The GDF needs modern helicopters for search and rescue

Dear Editor,

I had written in your newspapers back in July 2017 that the GDF needs to enhance their search and rescue equipment to include modern helicopters (‘Army, police must be better equipped’).

I had said in that letter that I had recalled that the previous government had gotten a grant from the Canadians or Americans to secure a fleet of new helicopters to assist with law enforcement and search and rescue. My letter had said that the coalition government should explore trying to get that same deal for GDF, if it is not too late.

Here we go again; we had the third plane crash in the interior (since my last letter a few months ago) and no ability of GDF to have their own large helicopter to carry the rescue personnel to the crash site to rappel down and evacuate the injured or do a recovery, thereby giving any survivors a chance of immediate medical care.

I read in newsroom.gy that the GDF special forces must walk with the body of a deceased pilot for 6-7 hours to get him to a point of extraction. This is totally unacceptable for the government not to have the capabilities to extract the deceased at a crash scene for a respectable and decent recovery. What if there were survivors to be extracted for urgent medical care?

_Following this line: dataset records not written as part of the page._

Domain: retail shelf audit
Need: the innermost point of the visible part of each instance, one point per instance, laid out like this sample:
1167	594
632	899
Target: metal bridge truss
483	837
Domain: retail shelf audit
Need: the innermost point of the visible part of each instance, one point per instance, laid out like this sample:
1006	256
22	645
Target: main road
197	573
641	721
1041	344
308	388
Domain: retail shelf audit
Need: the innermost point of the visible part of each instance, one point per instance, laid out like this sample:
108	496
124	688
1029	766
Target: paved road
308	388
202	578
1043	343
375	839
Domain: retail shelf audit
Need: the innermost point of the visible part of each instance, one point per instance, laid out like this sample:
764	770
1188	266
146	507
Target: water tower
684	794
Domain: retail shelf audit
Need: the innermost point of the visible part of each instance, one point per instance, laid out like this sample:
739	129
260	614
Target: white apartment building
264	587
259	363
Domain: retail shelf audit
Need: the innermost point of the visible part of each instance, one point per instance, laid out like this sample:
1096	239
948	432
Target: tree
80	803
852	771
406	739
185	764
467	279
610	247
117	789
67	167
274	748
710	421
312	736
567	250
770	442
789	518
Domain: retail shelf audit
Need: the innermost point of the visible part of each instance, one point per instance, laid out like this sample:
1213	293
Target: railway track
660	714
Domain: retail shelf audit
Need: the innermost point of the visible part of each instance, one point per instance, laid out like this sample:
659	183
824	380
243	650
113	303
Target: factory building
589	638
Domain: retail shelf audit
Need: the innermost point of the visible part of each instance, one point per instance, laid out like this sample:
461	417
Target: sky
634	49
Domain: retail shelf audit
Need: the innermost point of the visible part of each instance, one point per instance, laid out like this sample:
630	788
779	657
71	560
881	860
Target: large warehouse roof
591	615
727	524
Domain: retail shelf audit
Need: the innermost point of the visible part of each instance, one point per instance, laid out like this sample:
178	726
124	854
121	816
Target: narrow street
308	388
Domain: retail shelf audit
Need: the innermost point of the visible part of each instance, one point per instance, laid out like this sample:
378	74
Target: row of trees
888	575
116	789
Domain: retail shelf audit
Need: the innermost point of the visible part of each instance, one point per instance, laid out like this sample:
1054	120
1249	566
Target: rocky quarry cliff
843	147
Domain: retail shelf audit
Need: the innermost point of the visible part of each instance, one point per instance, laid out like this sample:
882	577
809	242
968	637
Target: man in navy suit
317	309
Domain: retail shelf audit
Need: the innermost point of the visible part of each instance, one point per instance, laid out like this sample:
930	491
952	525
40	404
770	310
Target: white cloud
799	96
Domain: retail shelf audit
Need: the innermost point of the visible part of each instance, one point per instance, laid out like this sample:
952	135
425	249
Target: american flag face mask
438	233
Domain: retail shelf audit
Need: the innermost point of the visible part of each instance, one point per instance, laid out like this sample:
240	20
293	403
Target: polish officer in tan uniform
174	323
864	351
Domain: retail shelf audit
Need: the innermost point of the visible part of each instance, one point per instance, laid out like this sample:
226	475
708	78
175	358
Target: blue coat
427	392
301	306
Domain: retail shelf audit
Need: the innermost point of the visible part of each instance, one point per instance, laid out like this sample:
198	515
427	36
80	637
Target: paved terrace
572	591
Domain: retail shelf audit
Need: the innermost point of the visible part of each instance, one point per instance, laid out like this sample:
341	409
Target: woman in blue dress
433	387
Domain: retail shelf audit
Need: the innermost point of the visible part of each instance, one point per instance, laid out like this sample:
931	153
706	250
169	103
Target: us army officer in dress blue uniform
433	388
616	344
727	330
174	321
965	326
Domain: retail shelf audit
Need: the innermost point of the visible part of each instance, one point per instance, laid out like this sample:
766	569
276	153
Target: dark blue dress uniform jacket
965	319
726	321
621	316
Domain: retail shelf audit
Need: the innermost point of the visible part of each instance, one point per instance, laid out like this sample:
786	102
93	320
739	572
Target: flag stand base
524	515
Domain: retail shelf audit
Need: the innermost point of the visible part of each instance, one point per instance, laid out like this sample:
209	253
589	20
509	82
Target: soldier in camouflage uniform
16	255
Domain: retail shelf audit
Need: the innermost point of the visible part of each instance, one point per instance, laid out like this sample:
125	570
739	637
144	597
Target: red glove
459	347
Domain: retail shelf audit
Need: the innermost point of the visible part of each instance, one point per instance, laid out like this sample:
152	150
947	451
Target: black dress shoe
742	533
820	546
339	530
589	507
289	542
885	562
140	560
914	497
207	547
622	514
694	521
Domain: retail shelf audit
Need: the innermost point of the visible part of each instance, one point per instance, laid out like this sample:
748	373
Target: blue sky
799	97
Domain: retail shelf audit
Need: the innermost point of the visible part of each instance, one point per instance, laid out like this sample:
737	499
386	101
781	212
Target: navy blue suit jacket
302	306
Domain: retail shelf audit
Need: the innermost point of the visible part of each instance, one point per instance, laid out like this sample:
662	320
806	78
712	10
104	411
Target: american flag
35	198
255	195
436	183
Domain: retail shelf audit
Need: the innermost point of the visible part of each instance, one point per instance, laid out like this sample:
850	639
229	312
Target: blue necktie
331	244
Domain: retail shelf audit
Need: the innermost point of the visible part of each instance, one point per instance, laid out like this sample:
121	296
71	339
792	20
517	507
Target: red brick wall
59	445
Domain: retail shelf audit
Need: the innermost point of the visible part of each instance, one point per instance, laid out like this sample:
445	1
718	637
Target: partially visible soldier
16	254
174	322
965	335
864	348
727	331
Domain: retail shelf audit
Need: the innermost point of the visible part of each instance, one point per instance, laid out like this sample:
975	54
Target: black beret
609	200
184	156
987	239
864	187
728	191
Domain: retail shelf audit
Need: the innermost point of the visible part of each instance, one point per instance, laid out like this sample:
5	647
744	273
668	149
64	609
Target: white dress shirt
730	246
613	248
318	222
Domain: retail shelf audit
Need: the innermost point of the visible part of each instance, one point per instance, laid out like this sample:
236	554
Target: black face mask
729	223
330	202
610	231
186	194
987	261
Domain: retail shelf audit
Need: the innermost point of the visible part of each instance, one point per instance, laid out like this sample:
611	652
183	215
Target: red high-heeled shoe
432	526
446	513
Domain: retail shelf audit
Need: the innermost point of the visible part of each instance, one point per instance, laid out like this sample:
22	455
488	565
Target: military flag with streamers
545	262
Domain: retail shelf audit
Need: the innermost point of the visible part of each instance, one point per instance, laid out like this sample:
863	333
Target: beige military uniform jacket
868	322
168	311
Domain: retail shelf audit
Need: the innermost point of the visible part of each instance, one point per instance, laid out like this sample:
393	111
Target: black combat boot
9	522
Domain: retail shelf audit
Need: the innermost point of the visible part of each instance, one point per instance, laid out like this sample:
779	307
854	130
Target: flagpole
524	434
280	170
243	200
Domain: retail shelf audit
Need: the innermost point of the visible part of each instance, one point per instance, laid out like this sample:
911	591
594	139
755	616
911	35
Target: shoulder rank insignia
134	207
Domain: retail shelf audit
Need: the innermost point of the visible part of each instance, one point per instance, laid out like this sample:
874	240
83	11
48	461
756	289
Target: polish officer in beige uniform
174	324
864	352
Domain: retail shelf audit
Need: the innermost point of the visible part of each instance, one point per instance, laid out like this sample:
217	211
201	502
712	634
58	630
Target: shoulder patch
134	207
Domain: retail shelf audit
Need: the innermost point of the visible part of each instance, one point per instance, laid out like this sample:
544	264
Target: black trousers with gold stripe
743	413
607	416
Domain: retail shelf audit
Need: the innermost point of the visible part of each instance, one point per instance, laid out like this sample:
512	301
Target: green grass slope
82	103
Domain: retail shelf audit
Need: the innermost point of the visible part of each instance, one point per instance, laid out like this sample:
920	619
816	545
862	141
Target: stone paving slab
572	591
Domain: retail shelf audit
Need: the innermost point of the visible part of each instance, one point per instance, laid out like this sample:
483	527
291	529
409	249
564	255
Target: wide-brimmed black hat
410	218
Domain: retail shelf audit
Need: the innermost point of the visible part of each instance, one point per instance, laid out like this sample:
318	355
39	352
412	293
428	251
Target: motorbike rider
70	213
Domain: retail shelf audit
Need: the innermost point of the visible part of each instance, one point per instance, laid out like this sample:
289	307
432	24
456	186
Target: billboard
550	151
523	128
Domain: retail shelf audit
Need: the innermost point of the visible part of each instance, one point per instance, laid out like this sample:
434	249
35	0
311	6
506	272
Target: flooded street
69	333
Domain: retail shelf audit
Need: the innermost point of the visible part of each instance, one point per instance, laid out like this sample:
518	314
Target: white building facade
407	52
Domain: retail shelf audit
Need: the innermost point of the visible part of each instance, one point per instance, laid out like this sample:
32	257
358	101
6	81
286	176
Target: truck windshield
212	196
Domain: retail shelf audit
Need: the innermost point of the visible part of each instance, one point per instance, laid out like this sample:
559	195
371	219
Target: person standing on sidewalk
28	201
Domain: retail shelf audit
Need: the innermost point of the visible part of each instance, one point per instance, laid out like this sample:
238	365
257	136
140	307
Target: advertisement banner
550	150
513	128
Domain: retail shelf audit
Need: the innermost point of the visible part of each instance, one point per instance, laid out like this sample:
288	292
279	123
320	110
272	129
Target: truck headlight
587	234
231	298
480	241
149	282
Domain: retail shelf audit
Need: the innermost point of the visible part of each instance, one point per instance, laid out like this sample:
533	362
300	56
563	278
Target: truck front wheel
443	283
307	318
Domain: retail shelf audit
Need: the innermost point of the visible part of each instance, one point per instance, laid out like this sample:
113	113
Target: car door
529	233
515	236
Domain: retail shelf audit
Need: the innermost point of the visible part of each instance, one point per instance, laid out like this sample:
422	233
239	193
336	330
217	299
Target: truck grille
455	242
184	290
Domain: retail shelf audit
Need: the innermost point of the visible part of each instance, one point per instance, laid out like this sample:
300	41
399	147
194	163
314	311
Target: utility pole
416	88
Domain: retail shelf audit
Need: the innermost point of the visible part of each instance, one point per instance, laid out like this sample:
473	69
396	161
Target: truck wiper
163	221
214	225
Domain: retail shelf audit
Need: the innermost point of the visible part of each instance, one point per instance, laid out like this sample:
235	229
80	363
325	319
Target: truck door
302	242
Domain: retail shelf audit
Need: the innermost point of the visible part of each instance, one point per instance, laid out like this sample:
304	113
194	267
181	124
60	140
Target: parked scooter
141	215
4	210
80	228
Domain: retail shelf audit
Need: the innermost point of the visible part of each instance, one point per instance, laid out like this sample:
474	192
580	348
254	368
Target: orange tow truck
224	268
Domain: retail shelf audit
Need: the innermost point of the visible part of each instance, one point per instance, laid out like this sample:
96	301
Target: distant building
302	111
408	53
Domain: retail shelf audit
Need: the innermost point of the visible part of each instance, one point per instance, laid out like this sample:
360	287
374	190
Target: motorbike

Do we ask the governments of Trinidad, Venezuela or Brazil to send a large helicopter to help us? I am fed up always hearing it is difficult terrain to do the rescue or recovery in a timely manner. Do we wait a few days to clear a helicopter landing area for the GDF small helicopter to land? Do we make the badly injured survivors walk out for 6-7 hours as well? This shouldn’t be happening here in Guyana when nearby Trinidad and Tobago and Jamaica operate large helicopters for search and rescue, despite not having as harsh an interior as ours.

I hope the aviation sector and the travelling public hold the coalition government accountable to make a plane crash survival more than likely for pilots and passengers, and the recovery of the deceased more respectable for the bereaved family.

I can say unequivocally that I will not be taking any more flights in the interior or sending my family on flights unless the GDF develops search and rescue capabilities. Our lives are worth a lot more than that interior trip.

Hopefully, the travelling public will encourage the government to invest in search and rescue capabilities for the GDF to make it safer for all of us.